Generate a Voronoi Diagram¤

kmeans.voronoi(title="KMeans Clustering Voronoi Diagram" show=True)

Sample KMeans Clustering Voronoi diagram

When considering visualizations of k-means clusters, we recommend that you think of each of your documents as represented by a single (x, y) point on a two-dimensional coordinate plane. In this view, a cluster is a collection of documents (points) that are close to one another and together form a group. Assigning documents to a specific cluster amounts to determining which cluster "center" is closest to your document.

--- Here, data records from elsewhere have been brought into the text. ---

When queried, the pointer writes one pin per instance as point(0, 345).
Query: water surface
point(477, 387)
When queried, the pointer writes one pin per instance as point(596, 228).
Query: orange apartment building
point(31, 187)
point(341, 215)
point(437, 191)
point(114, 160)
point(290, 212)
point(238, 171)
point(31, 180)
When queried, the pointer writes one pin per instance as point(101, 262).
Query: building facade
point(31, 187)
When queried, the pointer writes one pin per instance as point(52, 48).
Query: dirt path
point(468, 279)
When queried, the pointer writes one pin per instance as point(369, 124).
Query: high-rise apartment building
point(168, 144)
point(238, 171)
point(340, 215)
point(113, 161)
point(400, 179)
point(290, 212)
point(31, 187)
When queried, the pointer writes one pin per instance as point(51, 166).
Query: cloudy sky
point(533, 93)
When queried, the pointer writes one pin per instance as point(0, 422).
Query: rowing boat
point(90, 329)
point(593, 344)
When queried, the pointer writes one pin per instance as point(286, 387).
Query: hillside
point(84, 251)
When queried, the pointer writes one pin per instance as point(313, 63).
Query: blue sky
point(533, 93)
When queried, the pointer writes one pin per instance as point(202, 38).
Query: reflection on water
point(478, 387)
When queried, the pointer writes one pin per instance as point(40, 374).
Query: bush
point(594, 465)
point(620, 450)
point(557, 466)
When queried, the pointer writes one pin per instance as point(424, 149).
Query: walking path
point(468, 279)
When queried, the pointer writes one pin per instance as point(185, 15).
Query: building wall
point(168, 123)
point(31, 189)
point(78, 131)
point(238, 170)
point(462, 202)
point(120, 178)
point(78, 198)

All three types of visualizations are generated using the Python Plotly library. If you pan over the graph, you'll notice that a menu appears in the top right corner. This menu provides the following options:

Download Plot as a PNG: This button allows you to download the image as a .png file. See below for methods of downloading in other formats.
Zoom: This option allows you to click and drag to zoom in to a specific part of the graph.
Pan: This option will change the click and drag function to panning across the graph.
Zoom in and Zoom out: These will automatically zoom to the center of the graph.
Auto-scale and Reset Axis: These options will zoom all the way out with the axis reset to fit the window
Show closest data on hover: If you hover over a data point, this option will show you the value of the data point.
Compare data on hover: If you hover over a data point, this option will show you the value of the data point and it's corresponding x-axis value.
When you enable the 3D scatter plot, there are other options that function essentially the same as for a 2D graph that will allow you to view the 3D plot at different angles.

You can also save the images programmatically using kmeans.save(). The image type will be detected automatically by the file extension in the path parameter. You can also set html=True to save the image as an HTML file. Here are some examples:

kmeans.save(path="myimage.png") # Saves as a .png file
kmeans.save(path="myimage.html", html=True) # Saves as an HTML file

Under the hood, save() calls Plotly's write_image() and write_html(), and it will accept any keywords taken by those methods.

You can also call to_csv() to export your data to a CSV file of PCA coordinates and cluster labels. Kmeans.to_csv() accepts any parameter taken by the Pandasto_csv() method.